While the state Truth-in-Taxation statute does not technically limit property taxes, it does require local officials to notify their citizens of proposed property tax increases and hold announced forums to hear public responses.

Here in Cache County, those public hearings for proposed 2022 tax hikes are scheduled for 7 p.m. on Aug. 18 in Clarkston; 7 p.m. on Aug. 25 in Hyde Park; 7:30 p.m. on Aug. 19 in Lewiston; 7:15 p.m. on Aug. 12 in Millville; 6:30 p.m. on Aug. 26 in Nibley; 8 p.m. on Aug. 17 in Richmond; and 6:10 p.m. on Aug. 3 in Wellsville.

Utah’s Truth-in-Taxation law is revenue-driven rather than a rate-driven system, according to the Utah Taxpayers Association.

As the value of existing property increases to keep pace with residential and commercial markets, property tax rates generally decrease.

Such automatic reductions in property tax rates keep local governments from getting a revenue windfall simply because the value of existing properties within their boundaries have increased.

Those reduced property tax rates are known as the certified tax rates. Thanks to the Truth-in-Taxation law, local governments must go through its mandated notification and hearing process if they want to exceed the certified tax rate for their residential and commercial properties.
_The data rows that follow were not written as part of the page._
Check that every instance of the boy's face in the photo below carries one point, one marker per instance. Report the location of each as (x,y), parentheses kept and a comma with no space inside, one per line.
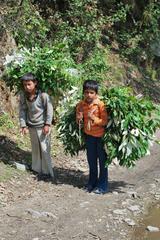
(30,86)
(89,95)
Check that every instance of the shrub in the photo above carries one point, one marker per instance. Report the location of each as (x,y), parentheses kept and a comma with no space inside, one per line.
(130,130)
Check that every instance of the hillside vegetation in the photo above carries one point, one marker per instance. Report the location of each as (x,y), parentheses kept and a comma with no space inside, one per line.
(112,41)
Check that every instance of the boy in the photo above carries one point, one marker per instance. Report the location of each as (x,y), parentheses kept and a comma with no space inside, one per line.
(35,115)
(93,113)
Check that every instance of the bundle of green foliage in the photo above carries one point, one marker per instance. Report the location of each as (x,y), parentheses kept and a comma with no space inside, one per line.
(52,65)
(130,130)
While the Utah Taxpayers Association played an instrumental role in the enactment of the Truth-in-Taxation law in 1985, its leaders have stated publicly that they do not oppose every proposed tax hike over the certified tax rate. In some cases, they explain, local governments are simply trying to recoup inflationary losses.

On the Cache County website, the Auditor’s Office has translated the proposed local municipal tax increases into dollar and cents terms.
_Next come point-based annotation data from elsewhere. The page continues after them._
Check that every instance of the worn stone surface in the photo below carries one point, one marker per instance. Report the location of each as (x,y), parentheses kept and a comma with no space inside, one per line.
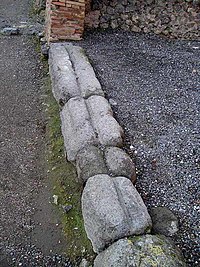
(88,83)
(90,162)
(164,221)
(142,251)
(112,208)
(76,127)
(10,31)
(119,163)
(109,131)
(64,84)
The proposed hike by Clarkston officials, for example, would raise the annual taxes on the average property worth $257,000 by $44.80 for a residential property and $81.47 for a commercial property.

In Hyde Park, the proposed increase would raise property taxes on the average property worth $414,000 by $33.24 for a residential property and $60.44 for a commercial property.

The proposed property tax hike in Lewiston would raise the yearly taxes on the average property worth $285,000 by $47.96 for a residential property and $87.21 for a commercial property.

The tax hike proposed by officials in Millville would raise the annual taxes on the average property worth $385,000 by $21.18 for a residential property and $38.50 for a commercial property.

In Nibley, the proposed hike would raise the yearly taxes on the average property worth $353,000 by $35.53 for a residential property and $64.60 for a commercial property.

The proposed tax increase in Richmond would raise the yearly taxes on the average property worth $339,000 by $56.12 for a residential property and $102.04 for a commercial property.

Finally, in Wellsville, the proposed tax increase would raise the yearly taxes on the average property worth $366,000 by $22.57 for a residential property and $50.14 for a commercial property.

The locations for tax increase public hearings slated in August are 50 S. Main St. in Clarkston; 113 E. Center St. in Hyde Park; 29 S. Main St. in Lewiston; 510 East, 300 South in Millville; 455 West, 3200 South in Nibley; 90 South, 100 West in Richmond; and 75 E. Main St. in Wellsville.